St George’s Gardens, Camden, London
Visited August 2014
Now a landscaped garden,
St George’s Gardens near Kings Cross started life as the burial ground for two
central London churches. St George’s Bloomsbury is a Hawksmoor church just off
New Oxford Street (Hawksmoor also designed the layout of the burial ground),
and St George the Martyr stands on Queen Square. The burial ground was one of
the first church burial grounds which was not established next to the church it
served. The two churches used separate areas of the cemetery, and a row of
marker stones can still be seen dividing the two.
The first burial took
place in 1715, and the memorial is still extant. Robert Nelson was a
commissioner for building the Fifty New Churches as well as a philanthropist
and lay churchman. This encouraged others to use the burial ground, despite its
remoteness from the churches, and it was finally closed in 1855. It reopened in
1890 as a public garden, and has been one ever since.
The cemetery has some
gruesome episodes in its history. It was here that the recorded case of grave
robbing which ended in an indictment took place, in 1777 when the gravedigger
and his assistant were jailed for the theft of the body of Mrs Jane Sainsbury
from her grave. The cemetery is also the final resting place for Jacobites who
were hung drawn and quartered on Kennington Common in 1746, after the defeat at
Culloden. A plaque, which I must go back and photograph, reads
“In
memory of the officers and gentlemen of the army of Prince Charles Edward
Stuart who were executed on Kennington Common in July, August and November
1746. Nine of the Manchester Regiment and seven Scots are buried here.

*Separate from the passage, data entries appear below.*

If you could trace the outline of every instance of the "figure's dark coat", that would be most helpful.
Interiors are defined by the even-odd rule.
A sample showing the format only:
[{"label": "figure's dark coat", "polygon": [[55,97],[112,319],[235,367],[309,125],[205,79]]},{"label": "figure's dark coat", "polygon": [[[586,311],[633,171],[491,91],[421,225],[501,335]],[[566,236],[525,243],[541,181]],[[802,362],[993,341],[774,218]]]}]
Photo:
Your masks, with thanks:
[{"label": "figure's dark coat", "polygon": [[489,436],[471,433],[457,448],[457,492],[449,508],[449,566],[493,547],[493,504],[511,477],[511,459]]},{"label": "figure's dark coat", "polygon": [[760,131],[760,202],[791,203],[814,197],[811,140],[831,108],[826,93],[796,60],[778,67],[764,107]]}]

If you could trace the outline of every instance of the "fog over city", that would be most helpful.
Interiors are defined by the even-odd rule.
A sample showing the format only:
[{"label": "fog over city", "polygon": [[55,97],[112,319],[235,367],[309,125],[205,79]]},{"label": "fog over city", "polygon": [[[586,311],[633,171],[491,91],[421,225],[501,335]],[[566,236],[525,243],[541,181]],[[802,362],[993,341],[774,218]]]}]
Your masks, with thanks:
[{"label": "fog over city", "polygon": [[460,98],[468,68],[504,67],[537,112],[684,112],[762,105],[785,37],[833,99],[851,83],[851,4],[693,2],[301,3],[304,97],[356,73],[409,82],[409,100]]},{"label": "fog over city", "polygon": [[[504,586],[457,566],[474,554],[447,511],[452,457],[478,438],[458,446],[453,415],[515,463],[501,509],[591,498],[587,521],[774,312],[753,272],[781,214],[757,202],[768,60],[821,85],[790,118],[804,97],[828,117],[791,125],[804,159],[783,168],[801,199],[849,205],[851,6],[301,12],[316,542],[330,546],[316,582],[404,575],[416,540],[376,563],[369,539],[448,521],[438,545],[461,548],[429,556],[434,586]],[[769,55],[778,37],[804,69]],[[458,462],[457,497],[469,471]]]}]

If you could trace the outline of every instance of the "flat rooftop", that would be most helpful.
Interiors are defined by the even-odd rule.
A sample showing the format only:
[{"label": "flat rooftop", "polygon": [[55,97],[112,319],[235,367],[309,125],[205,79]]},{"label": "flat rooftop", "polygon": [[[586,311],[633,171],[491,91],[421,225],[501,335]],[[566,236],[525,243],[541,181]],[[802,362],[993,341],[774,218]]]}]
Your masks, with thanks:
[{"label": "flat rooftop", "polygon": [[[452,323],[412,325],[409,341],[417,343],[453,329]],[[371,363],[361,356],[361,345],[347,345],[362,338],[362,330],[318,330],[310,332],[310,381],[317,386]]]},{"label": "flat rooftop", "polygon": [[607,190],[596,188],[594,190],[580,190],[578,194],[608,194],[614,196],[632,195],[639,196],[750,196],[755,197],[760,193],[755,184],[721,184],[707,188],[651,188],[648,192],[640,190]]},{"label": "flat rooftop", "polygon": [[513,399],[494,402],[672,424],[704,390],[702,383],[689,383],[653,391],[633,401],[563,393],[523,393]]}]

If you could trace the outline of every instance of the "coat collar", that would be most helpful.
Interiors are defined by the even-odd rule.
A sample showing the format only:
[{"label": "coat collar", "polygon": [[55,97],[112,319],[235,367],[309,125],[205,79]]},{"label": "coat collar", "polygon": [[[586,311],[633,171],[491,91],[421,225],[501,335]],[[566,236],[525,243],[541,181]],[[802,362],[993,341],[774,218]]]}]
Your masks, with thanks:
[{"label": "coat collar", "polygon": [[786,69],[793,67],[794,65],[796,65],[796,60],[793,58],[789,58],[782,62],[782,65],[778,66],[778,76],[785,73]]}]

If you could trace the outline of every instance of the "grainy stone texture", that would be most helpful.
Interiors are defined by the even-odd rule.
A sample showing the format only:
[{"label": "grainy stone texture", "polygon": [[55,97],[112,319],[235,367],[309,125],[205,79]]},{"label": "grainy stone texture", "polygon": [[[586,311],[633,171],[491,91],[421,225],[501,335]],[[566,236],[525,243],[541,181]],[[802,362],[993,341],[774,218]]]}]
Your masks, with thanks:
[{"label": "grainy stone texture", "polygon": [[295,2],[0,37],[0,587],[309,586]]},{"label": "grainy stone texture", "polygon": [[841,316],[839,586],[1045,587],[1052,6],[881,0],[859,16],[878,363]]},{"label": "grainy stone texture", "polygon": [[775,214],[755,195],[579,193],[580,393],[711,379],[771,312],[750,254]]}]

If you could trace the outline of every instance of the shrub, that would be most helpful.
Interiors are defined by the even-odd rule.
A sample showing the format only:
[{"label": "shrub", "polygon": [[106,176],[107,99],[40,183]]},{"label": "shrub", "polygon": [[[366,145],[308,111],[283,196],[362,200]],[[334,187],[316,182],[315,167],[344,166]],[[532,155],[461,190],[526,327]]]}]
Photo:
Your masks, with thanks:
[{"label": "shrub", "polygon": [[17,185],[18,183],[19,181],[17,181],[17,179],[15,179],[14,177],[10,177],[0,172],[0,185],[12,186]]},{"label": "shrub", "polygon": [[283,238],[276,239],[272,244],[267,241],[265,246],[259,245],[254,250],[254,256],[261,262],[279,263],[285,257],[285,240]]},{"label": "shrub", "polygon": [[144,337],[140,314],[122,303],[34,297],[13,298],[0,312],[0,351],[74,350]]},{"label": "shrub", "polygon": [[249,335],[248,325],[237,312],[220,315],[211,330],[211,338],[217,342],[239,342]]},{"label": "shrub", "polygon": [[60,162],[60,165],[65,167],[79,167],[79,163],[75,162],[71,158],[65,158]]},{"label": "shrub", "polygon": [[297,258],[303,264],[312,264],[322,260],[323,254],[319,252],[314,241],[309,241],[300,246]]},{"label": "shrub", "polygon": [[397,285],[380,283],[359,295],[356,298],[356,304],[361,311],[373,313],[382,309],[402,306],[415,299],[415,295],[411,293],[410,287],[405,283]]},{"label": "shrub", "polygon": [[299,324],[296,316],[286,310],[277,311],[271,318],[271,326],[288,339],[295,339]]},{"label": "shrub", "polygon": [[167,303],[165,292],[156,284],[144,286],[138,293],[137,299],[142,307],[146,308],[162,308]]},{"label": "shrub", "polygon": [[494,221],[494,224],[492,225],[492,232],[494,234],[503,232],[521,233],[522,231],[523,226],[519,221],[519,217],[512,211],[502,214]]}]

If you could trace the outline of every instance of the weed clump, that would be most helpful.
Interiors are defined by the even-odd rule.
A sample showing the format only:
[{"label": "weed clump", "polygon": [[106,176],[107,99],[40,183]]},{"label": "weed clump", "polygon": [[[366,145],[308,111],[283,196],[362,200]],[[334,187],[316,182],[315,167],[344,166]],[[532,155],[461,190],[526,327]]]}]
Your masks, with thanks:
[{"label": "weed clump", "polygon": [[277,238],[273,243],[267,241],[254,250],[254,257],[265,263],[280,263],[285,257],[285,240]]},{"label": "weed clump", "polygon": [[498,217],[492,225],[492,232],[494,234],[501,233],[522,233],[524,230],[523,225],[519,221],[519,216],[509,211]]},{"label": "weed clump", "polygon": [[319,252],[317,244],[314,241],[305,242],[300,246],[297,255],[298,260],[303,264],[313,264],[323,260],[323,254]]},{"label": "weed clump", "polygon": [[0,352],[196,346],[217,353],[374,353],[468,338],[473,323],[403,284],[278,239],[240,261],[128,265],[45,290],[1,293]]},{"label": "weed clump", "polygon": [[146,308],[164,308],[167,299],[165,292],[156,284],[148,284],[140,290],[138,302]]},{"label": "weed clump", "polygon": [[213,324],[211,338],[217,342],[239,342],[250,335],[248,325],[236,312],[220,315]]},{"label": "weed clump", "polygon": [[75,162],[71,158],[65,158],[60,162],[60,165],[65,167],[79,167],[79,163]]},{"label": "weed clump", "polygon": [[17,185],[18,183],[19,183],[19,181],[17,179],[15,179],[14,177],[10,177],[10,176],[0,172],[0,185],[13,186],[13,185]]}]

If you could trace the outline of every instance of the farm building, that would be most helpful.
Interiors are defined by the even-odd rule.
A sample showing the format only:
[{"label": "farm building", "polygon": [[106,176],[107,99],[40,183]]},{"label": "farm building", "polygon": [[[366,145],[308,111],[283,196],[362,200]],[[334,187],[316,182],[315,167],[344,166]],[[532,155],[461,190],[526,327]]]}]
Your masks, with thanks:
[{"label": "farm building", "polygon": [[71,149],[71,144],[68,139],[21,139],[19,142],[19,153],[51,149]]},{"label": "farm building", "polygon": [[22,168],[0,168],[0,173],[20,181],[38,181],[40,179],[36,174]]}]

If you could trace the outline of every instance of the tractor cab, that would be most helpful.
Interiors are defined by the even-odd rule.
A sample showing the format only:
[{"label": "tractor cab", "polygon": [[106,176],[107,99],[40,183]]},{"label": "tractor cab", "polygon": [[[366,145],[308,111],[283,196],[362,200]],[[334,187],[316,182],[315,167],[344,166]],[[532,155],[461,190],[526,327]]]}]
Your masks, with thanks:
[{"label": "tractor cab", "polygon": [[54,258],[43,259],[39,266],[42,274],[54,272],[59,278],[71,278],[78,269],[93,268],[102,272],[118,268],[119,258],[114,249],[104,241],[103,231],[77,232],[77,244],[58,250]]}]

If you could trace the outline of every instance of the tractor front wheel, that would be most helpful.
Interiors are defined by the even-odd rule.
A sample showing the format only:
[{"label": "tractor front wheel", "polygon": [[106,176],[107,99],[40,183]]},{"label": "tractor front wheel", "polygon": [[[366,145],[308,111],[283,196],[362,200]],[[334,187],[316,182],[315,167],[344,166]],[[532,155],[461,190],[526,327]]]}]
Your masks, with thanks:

Francis
Towneley. Colonel of the Manchester Regiment lies buried in the churchyard of
Old St Pancras Church. Tandem Triumphans. The 1745 Association.”
Unlike a number of gardens
which have been cleared of their burials, often with just a few stones propped
up around boundary walls, St George’s Gardens embrace their past usage with
quite a number of tombs still in situ. One of the most important is that of
Anna Gibson, the grand-daughter of Oliver Cromwell.